34ยบ and high, thin clouds dissolving

This has been the first full week back to school with classes in session, and Wednesday my writing time left me disappointed. Today, I knew I needed to get some words on paper to keep to my draft a week goal, and I realized that I needed to change my routine. I'm following so many blogs now, that reading them on Wednesday (after missing on Tuesday b/c of class) took up too much of my concentration, I think. So, I changed it up and ignored Google Reader this morning (having missed Thursday b/c of classes as well). For those of you who like my links, I may post something more later today or on Saturday, but I feel a need to shift priorities of time.

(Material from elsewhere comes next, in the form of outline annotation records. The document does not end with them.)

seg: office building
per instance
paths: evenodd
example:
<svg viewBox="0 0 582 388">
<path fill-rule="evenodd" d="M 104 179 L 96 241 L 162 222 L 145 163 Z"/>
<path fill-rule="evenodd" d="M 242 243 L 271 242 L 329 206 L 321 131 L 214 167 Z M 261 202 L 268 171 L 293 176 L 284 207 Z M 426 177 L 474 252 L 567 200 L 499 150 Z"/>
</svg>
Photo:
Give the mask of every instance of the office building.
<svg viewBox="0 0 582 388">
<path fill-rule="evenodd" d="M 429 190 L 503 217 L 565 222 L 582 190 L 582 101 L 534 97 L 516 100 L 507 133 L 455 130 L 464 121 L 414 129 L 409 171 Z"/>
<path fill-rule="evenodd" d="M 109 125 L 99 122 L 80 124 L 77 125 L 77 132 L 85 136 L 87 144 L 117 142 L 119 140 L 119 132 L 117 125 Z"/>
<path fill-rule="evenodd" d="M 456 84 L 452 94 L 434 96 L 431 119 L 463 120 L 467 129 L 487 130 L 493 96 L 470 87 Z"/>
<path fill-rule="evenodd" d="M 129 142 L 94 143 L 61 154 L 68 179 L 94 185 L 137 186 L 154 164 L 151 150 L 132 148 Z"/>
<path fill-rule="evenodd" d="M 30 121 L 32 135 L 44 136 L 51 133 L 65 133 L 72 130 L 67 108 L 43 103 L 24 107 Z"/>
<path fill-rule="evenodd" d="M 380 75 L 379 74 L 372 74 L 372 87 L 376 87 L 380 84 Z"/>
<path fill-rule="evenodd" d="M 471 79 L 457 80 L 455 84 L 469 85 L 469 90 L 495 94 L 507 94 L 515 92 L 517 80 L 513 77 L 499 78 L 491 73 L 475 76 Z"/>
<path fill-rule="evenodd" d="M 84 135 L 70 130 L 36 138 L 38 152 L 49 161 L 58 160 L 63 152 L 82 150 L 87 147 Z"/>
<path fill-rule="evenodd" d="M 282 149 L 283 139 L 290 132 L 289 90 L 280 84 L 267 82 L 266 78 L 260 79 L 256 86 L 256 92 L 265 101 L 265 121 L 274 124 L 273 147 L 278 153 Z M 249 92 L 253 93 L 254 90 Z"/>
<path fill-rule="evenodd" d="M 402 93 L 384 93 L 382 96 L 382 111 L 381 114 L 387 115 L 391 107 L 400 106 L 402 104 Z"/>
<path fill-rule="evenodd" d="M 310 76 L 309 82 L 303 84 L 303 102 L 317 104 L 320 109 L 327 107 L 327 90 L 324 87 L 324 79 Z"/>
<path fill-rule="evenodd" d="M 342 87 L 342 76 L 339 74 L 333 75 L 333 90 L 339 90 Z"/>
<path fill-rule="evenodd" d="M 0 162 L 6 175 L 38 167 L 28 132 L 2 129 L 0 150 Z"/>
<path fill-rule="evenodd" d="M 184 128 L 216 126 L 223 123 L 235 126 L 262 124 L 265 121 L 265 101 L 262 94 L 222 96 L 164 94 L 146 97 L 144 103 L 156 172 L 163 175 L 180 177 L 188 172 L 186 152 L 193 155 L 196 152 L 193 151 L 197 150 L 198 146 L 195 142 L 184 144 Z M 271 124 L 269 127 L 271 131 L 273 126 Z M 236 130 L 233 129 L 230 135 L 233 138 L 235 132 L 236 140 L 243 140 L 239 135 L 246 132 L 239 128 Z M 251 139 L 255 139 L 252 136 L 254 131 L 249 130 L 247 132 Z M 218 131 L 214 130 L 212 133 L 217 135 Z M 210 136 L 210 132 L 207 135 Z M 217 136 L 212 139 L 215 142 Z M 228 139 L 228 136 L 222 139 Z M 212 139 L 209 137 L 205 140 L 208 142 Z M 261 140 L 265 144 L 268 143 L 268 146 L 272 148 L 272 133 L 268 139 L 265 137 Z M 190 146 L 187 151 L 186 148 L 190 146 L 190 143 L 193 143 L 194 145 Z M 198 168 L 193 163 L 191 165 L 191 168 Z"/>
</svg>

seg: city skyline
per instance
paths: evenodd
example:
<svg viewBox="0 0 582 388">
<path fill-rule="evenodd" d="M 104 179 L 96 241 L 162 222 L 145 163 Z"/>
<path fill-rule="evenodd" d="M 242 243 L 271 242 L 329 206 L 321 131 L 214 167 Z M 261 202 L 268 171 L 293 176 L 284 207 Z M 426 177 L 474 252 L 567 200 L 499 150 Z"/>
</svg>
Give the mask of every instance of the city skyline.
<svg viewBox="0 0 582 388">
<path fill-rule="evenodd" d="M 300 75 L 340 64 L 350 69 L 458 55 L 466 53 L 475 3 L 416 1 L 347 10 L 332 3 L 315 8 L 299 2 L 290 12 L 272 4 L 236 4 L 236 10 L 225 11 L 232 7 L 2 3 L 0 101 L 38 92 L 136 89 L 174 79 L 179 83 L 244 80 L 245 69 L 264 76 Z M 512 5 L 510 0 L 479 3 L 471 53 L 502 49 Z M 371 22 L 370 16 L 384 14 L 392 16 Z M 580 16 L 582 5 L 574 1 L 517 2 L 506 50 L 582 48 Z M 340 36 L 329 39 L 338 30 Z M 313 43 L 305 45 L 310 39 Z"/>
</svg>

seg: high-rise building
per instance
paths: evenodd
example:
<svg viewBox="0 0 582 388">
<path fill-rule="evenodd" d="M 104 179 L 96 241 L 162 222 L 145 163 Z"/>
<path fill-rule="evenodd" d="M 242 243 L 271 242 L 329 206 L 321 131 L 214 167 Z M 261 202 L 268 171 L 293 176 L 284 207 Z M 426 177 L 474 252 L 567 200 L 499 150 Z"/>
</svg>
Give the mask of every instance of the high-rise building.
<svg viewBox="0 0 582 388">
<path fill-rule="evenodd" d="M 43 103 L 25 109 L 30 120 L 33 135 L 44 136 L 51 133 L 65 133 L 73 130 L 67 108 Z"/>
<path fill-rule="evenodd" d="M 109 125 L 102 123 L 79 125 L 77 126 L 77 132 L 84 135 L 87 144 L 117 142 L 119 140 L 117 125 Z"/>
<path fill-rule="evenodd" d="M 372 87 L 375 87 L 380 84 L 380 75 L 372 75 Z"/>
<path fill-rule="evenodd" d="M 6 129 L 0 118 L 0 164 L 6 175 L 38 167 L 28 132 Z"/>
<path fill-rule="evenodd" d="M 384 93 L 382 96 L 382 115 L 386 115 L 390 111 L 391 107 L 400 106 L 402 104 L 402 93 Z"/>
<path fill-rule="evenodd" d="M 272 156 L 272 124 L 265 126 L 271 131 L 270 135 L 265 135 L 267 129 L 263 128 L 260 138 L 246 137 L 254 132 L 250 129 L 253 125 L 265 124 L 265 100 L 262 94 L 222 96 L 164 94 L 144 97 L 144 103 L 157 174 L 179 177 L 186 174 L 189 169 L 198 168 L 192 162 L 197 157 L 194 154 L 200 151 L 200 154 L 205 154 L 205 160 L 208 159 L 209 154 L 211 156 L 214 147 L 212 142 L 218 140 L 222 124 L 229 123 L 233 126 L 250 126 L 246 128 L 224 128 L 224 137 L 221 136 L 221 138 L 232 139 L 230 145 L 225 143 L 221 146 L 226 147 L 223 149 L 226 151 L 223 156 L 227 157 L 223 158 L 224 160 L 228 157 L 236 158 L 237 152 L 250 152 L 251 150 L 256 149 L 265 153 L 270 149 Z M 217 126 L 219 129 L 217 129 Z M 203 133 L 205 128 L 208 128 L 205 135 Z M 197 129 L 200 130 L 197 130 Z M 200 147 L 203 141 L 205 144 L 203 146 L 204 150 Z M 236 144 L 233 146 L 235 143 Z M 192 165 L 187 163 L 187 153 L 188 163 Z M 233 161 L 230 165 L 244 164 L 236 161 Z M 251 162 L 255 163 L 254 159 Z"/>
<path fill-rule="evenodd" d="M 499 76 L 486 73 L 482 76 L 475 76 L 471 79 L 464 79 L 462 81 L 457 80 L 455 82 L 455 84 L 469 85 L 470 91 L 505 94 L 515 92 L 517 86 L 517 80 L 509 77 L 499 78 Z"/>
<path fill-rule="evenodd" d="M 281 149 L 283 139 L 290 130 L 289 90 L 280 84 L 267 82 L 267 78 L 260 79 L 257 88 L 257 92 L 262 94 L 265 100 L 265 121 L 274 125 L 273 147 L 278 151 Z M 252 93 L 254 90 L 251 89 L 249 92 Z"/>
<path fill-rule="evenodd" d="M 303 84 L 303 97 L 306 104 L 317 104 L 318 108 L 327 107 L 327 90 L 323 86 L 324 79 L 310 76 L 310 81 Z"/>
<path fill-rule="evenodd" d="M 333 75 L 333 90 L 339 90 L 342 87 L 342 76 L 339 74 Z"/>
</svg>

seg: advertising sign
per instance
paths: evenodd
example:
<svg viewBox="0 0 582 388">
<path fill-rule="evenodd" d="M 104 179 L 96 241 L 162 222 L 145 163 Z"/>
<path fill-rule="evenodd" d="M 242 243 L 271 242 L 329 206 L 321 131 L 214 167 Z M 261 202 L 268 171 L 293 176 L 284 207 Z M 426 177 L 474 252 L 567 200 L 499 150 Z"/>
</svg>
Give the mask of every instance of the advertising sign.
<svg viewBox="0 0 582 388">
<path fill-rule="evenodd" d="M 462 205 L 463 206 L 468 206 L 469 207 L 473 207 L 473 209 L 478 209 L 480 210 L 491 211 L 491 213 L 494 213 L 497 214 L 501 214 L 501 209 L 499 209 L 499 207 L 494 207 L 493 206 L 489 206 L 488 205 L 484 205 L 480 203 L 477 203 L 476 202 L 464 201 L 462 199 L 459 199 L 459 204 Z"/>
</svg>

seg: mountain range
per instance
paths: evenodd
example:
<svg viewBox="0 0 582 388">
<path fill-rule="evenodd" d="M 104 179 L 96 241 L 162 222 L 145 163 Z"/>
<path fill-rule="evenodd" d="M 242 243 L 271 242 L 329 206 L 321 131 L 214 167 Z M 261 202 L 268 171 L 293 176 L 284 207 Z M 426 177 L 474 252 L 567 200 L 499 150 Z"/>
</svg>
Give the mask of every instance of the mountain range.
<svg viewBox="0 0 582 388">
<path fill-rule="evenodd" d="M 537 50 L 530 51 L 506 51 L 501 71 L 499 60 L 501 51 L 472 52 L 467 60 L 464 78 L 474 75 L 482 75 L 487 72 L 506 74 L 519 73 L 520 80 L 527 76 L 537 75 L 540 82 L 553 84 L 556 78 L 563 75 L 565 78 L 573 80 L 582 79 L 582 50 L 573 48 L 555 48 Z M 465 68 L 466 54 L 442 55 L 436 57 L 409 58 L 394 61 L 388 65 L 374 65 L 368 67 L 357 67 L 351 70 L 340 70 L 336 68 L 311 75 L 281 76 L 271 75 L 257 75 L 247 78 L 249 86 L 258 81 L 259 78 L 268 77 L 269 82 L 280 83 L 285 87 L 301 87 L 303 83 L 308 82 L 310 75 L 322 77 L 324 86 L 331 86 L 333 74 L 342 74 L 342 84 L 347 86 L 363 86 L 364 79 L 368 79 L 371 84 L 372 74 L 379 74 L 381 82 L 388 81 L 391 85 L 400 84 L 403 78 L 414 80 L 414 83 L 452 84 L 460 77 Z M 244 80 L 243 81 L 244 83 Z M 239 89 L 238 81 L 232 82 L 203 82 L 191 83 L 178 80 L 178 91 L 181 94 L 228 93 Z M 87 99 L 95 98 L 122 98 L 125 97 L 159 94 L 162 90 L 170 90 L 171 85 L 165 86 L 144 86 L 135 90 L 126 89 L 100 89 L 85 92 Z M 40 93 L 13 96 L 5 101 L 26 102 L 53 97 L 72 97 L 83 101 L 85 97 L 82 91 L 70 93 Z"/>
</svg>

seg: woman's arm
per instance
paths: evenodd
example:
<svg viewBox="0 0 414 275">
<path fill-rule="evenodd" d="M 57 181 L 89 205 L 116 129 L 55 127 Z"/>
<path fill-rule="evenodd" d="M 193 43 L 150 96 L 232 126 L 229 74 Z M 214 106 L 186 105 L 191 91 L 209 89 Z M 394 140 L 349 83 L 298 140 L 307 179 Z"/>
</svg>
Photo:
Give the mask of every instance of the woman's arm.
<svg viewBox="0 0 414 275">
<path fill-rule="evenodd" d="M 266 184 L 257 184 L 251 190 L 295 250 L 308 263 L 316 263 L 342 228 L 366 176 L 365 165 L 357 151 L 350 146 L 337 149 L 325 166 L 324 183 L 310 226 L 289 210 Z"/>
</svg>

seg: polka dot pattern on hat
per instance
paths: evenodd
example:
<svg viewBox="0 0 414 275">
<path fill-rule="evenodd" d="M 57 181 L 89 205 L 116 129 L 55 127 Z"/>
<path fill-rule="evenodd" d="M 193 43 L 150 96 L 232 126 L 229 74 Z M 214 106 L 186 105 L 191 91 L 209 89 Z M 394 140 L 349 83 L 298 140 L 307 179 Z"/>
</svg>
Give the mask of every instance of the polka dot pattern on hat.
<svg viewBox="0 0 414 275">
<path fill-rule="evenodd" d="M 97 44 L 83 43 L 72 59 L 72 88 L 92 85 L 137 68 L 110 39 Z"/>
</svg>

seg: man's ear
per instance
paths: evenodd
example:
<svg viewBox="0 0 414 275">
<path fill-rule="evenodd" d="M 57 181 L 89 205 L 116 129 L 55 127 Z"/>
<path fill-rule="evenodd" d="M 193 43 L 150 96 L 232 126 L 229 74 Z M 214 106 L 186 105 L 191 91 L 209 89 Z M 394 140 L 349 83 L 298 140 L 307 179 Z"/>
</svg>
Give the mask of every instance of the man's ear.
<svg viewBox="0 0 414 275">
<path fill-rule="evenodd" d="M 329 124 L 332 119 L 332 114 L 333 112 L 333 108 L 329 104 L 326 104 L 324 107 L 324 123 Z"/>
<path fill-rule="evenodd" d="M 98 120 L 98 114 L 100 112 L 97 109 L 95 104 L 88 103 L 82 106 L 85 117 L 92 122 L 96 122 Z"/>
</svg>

So, I started reading from some books on my desk and then a line emerged, followed by another. I set the book aside (Cloisters by Kristin Bock), and turned in earnest to my journal. I drafted out a dozen lines there and then when things began coalescing, I turned to the computer and printer. Dear Reader, let me admit that the first attempt today was an ugly mess of forced lines. I grew disgusted. I picked up Bock's book again, one I admire for its concision and its leaps. After reading a handful of poems...aha!...I saw what needed to happen and went back to my draft. I know believe it is something with some sticking power.

The title is "What Beaufort's Distant Daughters Know about the Wind." I've long wanted to write about Beaufort's wind scale, and if you are familiar with my work, you know that wind is an important player. The forces that converged were these...the past week has seen two disasters: one international (Haiti) and one personal (a sad event for a friend). My heart has been heavy, not to be overly sentimental, and the lines that first emerged today were an expression of that heaviness and involved the wind, and then I remembered the Beaufort scale and started drawing on some of the language there as well. Only time will tell if the draft will survive, but I go now, back to reading with a slight lessening to the heaviness within.

4 comments:

mariegauthier said...

Oh, the Beaufort scale is practically poetry in itself, what a great idea! It's interesting, following your posts on drafts, looking forward to the someday I'll see the finished poems in print.

I adore Cloisters, so glad to see you mention it here!

And I have also cut back on my blog-time (am actually overdue updating my own this week!). Suffering some withdrawal symptoms & a general sense of loss. Moderation!

Sandy Longhorn said...

M., yes, the language of the scale has always impressed me, and I'm hopeful that this draft will thrive!

Glad to know you're a fellow Bock fan as well.

Anne said...

I had never even heard of the Beaufort Wind Force Scale--- thanks for introducing me to it.

Also, it helped clarify part of one of my favorite britcoms. One of the character Mrs Bale's hobbies is listening to the shipping forecast, and her "running gag" is to report the conditions at random during the show. Anyway, some of her reports come from the Beaufort Scale which is part of the shipping forecast regularly reported on BBC Radio 4.

Of course, "choppy in the channel" is her most frequent use of the forecast results. She does not, sadly, enter a scene to report "waves breaking crests forming spendrift."

Sandy Longhorn said...

A., Thanks for reminding me to link to the scale for those unfamiliar!